The image below is from Google Earth, of the south Lebanese town of Bint Jbeil (Bint Jubayl).
I've included the snapshot because this is currently the site of intense "close quarter" fighting between the IDF and Hezbollah, covered by Stratfor in this podcast. Stratfor presents the conflict as a trigger for a critical debate beginning in Israel. The "internal debate" concerns whether Israel has the fortitude to continue fighting under conditions where its forces sustain heavy casualties. It's ironic, in some ways, that Bint Jbeil is the locus of such a "bloody angle", because the town has prospered during peace, rapidly developing into a small city and commercial/administrative center. It even has its own website here. The text is in Arabic, but there's an English version here. The large red iconic letters introducing the town to the world send the message: "Resisting!"
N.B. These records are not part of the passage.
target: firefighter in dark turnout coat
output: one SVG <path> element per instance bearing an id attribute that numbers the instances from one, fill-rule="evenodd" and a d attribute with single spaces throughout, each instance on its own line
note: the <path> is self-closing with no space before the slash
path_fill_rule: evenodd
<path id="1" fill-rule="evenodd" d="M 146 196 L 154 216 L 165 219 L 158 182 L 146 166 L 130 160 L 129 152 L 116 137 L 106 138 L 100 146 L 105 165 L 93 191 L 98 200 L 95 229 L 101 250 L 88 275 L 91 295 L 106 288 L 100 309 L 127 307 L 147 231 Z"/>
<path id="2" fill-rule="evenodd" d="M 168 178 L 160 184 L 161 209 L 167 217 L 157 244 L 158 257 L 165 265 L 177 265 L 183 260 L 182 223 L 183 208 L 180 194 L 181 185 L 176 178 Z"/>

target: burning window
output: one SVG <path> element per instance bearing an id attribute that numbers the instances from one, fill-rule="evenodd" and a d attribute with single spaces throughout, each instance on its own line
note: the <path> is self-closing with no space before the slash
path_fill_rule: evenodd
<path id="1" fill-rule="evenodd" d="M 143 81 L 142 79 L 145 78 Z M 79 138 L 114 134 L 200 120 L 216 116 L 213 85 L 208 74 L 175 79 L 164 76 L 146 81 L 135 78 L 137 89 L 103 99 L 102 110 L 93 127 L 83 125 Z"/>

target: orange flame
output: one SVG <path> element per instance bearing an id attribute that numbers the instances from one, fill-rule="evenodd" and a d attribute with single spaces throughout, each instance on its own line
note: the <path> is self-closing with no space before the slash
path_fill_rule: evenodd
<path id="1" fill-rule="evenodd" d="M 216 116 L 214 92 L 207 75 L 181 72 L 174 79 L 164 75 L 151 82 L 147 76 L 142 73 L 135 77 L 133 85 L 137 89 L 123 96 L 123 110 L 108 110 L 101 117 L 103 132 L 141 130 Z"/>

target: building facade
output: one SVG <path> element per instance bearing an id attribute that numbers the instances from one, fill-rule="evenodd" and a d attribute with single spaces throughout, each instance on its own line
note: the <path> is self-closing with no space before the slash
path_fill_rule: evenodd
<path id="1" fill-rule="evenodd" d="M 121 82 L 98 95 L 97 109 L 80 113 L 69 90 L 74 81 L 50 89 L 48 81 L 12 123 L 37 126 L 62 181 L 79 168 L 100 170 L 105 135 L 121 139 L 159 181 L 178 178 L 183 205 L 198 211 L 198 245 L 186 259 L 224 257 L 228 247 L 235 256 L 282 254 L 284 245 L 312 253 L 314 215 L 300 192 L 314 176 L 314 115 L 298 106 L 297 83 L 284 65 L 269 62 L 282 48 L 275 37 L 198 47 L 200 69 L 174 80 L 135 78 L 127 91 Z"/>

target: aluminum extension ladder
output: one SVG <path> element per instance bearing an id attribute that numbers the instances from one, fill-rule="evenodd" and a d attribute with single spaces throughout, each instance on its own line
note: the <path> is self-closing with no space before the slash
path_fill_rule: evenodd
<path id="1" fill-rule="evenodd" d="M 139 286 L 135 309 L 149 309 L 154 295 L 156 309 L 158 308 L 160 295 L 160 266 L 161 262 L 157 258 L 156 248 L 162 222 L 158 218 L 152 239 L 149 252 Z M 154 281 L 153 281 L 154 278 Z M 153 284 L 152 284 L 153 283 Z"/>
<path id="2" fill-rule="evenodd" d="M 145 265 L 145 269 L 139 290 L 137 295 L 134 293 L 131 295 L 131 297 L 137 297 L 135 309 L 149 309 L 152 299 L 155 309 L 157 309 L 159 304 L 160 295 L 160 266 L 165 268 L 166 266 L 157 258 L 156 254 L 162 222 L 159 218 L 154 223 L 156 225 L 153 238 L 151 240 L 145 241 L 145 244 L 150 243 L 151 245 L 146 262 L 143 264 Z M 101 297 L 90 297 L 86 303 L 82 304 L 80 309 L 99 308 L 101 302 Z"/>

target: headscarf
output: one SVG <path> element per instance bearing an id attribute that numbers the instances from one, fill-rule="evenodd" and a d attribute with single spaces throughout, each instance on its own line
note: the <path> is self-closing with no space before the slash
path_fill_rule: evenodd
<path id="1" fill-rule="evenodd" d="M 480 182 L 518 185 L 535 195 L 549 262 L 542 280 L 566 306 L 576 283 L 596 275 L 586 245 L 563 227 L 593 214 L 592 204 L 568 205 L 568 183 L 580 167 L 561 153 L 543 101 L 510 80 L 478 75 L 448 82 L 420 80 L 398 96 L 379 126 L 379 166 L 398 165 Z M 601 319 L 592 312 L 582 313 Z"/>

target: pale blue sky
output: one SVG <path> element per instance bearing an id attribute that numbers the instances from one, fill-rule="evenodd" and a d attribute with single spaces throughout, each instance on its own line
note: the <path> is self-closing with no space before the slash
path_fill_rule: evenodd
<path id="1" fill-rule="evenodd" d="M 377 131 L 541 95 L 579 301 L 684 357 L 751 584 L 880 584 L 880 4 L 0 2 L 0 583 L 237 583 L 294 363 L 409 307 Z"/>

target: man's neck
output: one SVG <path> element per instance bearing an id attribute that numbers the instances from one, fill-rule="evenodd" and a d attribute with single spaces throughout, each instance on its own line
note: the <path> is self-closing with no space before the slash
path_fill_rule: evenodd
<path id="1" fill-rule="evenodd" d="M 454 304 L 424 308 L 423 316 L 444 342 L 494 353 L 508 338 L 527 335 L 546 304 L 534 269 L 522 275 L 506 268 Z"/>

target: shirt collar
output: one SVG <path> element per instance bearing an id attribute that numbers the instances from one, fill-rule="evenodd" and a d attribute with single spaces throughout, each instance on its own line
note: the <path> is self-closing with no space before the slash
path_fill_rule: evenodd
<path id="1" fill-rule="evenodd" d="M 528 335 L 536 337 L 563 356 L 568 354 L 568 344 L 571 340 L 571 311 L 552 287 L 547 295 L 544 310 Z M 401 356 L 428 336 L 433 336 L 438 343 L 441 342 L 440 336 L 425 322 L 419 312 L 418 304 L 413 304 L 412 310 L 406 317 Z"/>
This is how small towns in the age of the Terror War are likely to present themselves, if their culture is what the philosopher and sociologist, Ernest Gellner, called "charismatic." These places have the promise of economic growth and prosperity that could create a middle class, and a substrate for civil society and democracy, but they've "resisted" that fate in favor of another.
Where Israel stuggles with the hot dilemma that a legal/rational society endures when faced with horrible sacrifice in a war it would prefer never to fight, Bint Jbeil (a city whose name literally means "daughter of byblos") has a self-image, lodged in its deepest heart, of a miniature Stalingrad.